- Brun Location within Khyber Pakhtunkhwa Brun Location within Pakistan
- Coordinates: 35°42′01″N 71°41′31″E﻿ / ﻿35.70039°N 71.69208°E
- Country: Pakistan
- Province: Khyber Pakhtunkhwa
- District: Chitral
- Time zone: UTC+5 (PST)

= Brun, Pakistan =

Village in Khyber Pakhtunkhwa, Pakistan

Brun is a village located in the Lower Chitral District of Khyber Pakhtunkhwa, Pakistan. It is situated in the Bumburet Valley.

==Demographics and economy==
The village is home to the Kalash people who are animists. They have traditionally relied on subsistence farming and animal husbandry for survival.
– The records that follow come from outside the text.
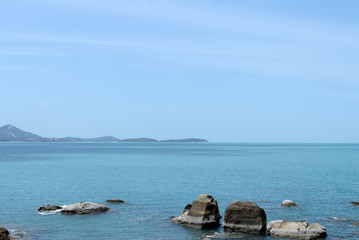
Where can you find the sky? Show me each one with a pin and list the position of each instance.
(226, 71)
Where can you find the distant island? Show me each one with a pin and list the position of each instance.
(10, 133)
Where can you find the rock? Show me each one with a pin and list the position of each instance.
(84, 208)
(48, 207)
(115, 201)
(4, 234)
(288, 203)
(296, 229)
(244, 217)
(202, 213)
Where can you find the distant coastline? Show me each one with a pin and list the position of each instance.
(10, 133)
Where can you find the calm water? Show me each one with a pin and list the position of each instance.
(159, 179)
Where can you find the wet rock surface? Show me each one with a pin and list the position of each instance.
(244, 217)
(202, 213)
(48, 207)
(288, 203)
(84, 208)
(296, 229)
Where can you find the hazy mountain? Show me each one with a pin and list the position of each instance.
(9, 133)
(139, 140)
(186, 140)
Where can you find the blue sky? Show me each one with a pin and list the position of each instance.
(227, 71)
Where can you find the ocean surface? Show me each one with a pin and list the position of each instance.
(159, 179)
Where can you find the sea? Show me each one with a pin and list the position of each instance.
(157, 180)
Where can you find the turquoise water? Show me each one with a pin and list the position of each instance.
(159, 179)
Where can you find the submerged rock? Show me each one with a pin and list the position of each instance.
(4, 234)
(202, 213)
(288, 203)
(115, 201)
(296, 229)
(244, 217)
(48, 207)
(84, 208)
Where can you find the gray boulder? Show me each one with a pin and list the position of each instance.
(115, 201)
(288, 203)
(4, 234)
(84, 208)
(48, 207)
(202, 213)
(244, 217)
(296, 229)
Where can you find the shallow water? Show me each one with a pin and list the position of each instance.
(159, 179)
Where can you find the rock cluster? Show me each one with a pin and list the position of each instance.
(84, 208)
(244, 217)
(296, 229)
(4, 234)
(202, 213)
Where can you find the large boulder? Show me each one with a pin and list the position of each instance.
(84, 208)
(244, 217)
(288, 203)
(202, 213)
(296, 229)
(4, 234)
(48, 207)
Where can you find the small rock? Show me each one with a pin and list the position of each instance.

Some have been involved in other endeavours such as selling their handicrafts.

In recent years, the traditional ways of the residents are evolving. Some have also converted to Islam.

==Landmarks==
Kalasha Dur Museum is an important landmark in the village and displays the cultural heritage of the Kalash people. It was funded by a Greek NGO, and opened in 2005.

Brun also has a school and a Kalash temple.

Tourism industry here has struggled. But the village does have lodging and boarding facilities.

It is stair-step village with wooden houses built against the hills at different levels.